Even though he couldn’t use his airline ticket, Eric Smith refused to cancel his reservation on a United Airlines flight from Omaha to Baltimore.

The reason? Smith, a technician at an aerospace company in Montgomery Village, ran a few numbers, with frustrating results.

His return ticket cost $134, plus baggage fees. But United’s change fee, which was recently raised from $150 to $200, would have completely zeroed out the value of his credit. So he booked a one-way return flight on Southwest Airlines for $152 — about the same as his original flight, including baggage fees — and never looked back.

“Why should I spend any of my precious time on hold to cancel the ticket when I get absolutely nothing out of it?” he says. “To do the airline a favor? Do you think they would do me any favors?”

No one knows exactly how many passengers pull a no-show when their change fees exceed the value of their ticket credit, deliberately depriving an airline of its ability to resell their seats. But by almost all accounts, their numbers are rising, as airlines continue to raise the price of changing a nonrefundable airline ticket.

A United Airlines spokesman declined to comment on the subject of intentional no-shows in general, and Smith’s case in particular. But it’s hardly the only airline faced with customers who are angry about elevated change fees.

When Laura Attwood wanted to change her recent ticket on Alaska Airlines from Anchorage to Ketchikan to an earlier flight on the same day, the carrier told her that it would be happy to make the change as long as she paid a $100 fee. She refused, choosing instead to cash in miles for a new flight.

“In fact, I checked in and picked my seat on the flight I wasn’t going to make, and confirmed it,” says Attwood, who lives in Maple Bluff, Wis. “That way, they couldn’t resell my seat. I was so mad that I had to pay a change fee.”

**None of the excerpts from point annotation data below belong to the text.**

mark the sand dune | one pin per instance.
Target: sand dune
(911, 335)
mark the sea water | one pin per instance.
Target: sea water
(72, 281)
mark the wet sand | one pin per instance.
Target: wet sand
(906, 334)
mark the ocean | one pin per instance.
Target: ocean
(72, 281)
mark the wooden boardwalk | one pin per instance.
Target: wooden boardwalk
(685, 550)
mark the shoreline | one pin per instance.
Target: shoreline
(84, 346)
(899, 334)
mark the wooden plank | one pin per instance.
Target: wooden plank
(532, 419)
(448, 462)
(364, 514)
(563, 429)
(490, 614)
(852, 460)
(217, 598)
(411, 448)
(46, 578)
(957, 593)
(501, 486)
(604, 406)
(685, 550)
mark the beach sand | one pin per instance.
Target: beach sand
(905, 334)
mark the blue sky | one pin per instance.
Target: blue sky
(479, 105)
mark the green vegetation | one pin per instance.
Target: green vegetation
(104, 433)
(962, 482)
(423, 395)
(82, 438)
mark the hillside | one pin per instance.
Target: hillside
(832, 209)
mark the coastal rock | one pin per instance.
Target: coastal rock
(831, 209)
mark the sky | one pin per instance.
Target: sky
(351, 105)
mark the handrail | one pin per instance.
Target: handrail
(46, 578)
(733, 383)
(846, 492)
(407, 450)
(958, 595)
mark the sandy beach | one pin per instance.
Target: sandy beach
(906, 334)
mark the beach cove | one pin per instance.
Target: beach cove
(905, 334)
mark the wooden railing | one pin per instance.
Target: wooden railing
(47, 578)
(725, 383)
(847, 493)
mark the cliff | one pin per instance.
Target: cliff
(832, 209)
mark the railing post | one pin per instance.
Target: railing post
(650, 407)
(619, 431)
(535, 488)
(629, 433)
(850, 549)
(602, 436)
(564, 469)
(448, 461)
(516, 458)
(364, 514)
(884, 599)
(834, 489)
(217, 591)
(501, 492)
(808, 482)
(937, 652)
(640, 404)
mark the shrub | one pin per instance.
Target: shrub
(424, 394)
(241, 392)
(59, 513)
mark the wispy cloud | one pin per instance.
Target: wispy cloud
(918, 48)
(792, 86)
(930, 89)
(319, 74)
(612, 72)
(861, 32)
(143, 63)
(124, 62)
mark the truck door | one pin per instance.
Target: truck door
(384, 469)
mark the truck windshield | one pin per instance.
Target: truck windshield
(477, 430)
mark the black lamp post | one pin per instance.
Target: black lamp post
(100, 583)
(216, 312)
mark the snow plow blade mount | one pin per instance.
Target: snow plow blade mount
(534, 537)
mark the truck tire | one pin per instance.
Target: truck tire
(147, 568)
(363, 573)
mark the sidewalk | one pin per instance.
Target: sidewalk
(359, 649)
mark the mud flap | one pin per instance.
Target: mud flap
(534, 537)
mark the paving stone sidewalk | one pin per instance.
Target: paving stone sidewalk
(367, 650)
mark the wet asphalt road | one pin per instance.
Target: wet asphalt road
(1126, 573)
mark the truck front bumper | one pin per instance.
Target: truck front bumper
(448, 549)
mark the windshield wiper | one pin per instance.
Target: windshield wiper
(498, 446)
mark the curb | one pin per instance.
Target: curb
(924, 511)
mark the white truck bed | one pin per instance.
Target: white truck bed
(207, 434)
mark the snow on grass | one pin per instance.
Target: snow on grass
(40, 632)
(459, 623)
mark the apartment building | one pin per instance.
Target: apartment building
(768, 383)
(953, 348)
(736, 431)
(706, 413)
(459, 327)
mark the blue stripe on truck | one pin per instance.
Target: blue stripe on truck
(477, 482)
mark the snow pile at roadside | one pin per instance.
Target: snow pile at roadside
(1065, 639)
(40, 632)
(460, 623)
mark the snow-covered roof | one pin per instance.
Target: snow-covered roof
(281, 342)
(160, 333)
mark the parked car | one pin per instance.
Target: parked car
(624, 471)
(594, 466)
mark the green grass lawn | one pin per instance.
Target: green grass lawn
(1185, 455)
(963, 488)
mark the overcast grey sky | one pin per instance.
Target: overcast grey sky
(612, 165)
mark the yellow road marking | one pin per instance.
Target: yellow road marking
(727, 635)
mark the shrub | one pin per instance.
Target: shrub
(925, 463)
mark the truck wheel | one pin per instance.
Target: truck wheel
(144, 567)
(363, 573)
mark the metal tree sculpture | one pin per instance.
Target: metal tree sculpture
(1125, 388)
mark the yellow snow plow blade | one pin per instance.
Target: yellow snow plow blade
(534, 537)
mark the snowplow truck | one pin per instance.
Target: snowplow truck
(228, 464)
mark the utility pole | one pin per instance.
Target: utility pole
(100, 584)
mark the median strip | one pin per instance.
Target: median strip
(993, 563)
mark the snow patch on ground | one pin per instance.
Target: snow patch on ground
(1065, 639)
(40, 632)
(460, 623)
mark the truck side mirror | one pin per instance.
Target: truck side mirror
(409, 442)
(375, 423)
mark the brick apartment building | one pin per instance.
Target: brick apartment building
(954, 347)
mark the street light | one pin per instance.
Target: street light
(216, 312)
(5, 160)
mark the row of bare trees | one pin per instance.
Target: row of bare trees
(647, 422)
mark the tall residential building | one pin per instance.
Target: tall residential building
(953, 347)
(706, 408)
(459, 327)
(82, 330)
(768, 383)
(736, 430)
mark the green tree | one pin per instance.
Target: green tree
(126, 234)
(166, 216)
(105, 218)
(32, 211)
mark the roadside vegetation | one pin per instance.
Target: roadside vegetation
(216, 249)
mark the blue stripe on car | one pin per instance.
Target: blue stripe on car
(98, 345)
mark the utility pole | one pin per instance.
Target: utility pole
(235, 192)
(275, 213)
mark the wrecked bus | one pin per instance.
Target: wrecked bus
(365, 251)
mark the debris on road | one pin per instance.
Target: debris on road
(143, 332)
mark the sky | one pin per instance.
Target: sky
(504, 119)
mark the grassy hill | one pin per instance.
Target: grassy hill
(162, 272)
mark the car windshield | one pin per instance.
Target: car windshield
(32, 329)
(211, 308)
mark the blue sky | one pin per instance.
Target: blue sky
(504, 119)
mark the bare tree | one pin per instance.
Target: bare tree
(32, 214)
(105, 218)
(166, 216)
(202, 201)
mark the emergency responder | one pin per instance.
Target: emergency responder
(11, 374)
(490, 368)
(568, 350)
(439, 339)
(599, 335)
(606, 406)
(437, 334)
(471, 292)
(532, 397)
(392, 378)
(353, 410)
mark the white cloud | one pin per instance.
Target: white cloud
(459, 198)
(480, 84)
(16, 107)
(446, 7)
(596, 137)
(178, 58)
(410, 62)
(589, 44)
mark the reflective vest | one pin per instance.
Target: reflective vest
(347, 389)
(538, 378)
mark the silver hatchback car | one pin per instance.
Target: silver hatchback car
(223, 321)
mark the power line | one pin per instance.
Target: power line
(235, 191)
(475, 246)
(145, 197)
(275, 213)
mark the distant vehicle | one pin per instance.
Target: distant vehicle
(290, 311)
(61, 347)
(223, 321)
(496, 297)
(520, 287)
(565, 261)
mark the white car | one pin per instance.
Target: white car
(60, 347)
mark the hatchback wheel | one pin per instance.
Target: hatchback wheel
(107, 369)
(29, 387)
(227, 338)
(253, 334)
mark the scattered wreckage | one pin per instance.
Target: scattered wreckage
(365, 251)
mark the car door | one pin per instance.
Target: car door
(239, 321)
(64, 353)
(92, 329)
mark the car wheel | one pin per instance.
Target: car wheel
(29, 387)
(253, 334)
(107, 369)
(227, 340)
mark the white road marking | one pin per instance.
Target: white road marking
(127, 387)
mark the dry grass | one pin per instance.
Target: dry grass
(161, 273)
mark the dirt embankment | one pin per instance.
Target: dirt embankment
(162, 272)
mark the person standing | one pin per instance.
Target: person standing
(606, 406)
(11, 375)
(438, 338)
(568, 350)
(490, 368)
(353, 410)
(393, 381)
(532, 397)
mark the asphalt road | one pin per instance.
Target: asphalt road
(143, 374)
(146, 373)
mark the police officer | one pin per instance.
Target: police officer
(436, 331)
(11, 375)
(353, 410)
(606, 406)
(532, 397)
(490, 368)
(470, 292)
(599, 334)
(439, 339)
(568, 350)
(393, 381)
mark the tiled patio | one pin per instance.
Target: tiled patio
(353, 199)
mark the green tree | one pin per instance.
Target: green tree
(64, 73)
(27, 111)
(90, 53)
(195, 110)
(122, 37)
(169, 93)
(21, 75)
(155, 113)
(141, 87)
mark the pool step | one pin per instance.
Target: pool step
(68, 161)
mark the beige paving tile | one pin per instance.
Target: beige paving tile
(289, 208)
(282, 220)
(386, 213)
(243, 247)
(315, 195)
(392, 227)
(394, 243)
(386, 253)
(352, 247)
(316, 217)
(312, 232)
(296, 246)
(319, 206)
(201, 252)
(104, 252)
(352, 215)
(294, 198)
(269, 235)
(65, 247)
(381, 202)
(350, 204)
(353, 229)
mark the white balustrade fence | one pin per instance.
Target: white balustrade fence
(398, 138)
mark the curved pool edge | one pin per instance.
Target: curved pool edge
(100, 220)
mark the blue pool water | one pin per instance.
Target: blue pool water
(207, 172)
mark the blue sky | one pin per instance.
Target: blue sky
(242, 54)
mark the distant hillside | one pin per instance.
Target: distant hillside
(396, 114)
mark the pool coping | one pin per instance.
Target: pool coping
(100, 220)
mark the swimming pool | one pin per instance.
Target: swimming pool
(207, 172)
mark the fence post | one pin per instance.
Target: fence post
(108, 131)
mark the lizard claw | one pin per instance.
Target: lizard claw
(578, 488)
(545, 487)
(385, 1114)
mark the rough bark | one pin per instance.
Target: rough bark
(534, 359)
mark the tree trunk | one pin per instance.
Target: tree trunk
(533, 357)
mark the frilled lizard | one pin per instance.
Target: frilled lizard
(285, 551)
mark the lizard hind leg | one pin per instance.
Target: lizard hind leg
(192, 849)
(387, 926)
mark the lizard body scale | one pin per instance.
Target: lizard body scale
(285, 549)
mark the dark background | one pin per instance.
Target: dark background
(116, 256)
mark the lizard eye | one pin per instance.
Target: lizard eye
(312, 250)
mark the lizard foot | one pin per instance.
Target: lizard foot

An Alaska Airlines representative acknowledged that the airline experiences deliberate no-shows on some flights, although she wouldn’t say how many. Yet its change fees are far more reasonable than those of other airlines. Alaska charges $75 for an online change and $100 if it’s done through a call center. Effective Oct. 30, its call-center change fee jumps to $125. But any changes made two months before a flight don’t incur any fees.

“It’s an issue for us,” says Marianne Lindsey, a spokeswoman for the airline. “When we experience no-shows, it results in unused seats, which translates to lost revenue.”

The task of ensuring that these strategic absences aren’t felt in the bottom line falls to airlines’ sophisticated revenue-management programs, which are designed to oversell a flight based on a calculation that a certain number of passengers won’t show up.

“On certain fares, and on certain routes, there will be a higher number of no-shows,” says Warren Lieberman, president of the technology consulting firm Veritec Solutions and one of the pioneers in the field of airline revenue management. “If they’re selling tickets for $149, you can predict that more passengers will walk away from the fare, because the change fee is $200.”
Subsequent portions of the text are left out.